Hakimi later added footage of a news reporter speaking in front of Sims’ empty platform to play alongside to the art historian’s speech. Each woman (the historian and the reporter) offers a different framework for the story. One of Hakimi’s embossings offers the artist’s own version of the narrative, in the form of an alternatively worded placard that focuses on the history of the monument and its calls for removal. 

Hakimi made the paper barricades that stand in front of the video screens in consideration of the barricades that have surrounded the monument since protests at the site began in 2017. 

It’s this symbolic barrier being used to protect what belongs to the authorities or what should be protected by the state or the city,” Hakimi said. 

When asked why she chose to work in paper, Hakimi said it was a long-term medium of her practice but also reflective of the research, bureaucracy, and materiality that surrounded the monument’s history. 
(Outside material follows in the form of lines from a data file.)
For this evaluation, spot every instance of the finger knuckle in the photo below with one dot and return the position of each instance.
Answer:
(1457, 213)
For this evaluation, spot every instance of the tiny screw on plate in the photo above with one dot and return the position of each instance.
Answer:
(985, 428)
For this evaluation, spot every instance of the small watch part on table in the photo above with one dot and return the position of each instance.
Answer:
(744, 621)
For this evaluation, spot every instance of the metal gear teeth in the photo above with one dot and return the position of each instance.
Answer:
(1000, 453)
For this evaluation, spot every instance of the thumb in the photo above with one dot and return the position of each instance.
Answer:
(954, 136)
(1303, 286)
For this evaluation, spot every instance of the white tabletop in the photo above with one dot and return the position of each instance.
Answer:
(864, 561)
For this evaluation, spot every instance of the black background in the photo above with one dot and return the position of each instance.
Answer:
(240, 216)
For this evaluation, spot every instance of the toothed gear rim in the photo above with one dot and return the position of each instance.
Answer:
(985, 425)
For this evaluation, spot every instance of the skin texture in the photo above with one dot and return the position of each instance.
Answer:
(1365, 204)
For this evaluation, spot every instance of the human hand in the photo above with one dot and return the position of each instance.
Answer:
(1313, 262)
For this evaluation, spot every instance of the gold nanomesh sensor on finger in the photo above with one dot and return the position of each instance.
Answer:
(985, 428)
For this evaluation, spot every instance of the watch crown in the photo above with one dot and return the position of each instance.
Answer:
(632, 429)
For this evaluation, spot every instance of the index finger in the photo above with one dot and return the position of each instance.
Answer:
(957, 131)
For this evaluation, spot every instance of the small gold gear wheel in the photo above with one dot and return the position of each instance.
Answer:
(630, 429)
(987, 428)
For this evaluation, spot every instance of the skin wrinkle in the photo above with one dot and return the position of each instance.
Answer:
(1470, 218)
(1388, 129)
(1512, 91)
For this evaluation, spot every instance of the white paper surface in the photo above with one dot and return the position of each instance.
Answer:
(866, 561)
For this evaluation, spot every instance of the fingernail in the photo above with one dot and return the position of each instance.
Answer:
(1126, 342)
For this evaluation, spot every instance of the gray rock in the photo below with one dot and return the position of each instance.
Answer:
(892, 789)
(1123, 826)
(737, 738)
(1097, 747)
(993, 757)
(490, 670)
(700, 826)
“When we go to the gynecologist and we lay on the table, we’re in this very vulnerable position for our body to meet an intrusive foreign object. I see this monument as this very intrusive, hard material also, so I thought, how can I fragment or interrupt that? How do we rebuild things using the right materials? Using a softer approach, a translucent approach?

The City of New York has created an open call for proposals for a work to take the place the monument. In her proposal, Hakimi offers to do away with the idea of a static monolith, turning the platform into a stage that can host the work of various artists over time. 

Two other monuments to Sims remain standing — one in his home state of South Carolina and the other in Alabama, where his initial experiments took place.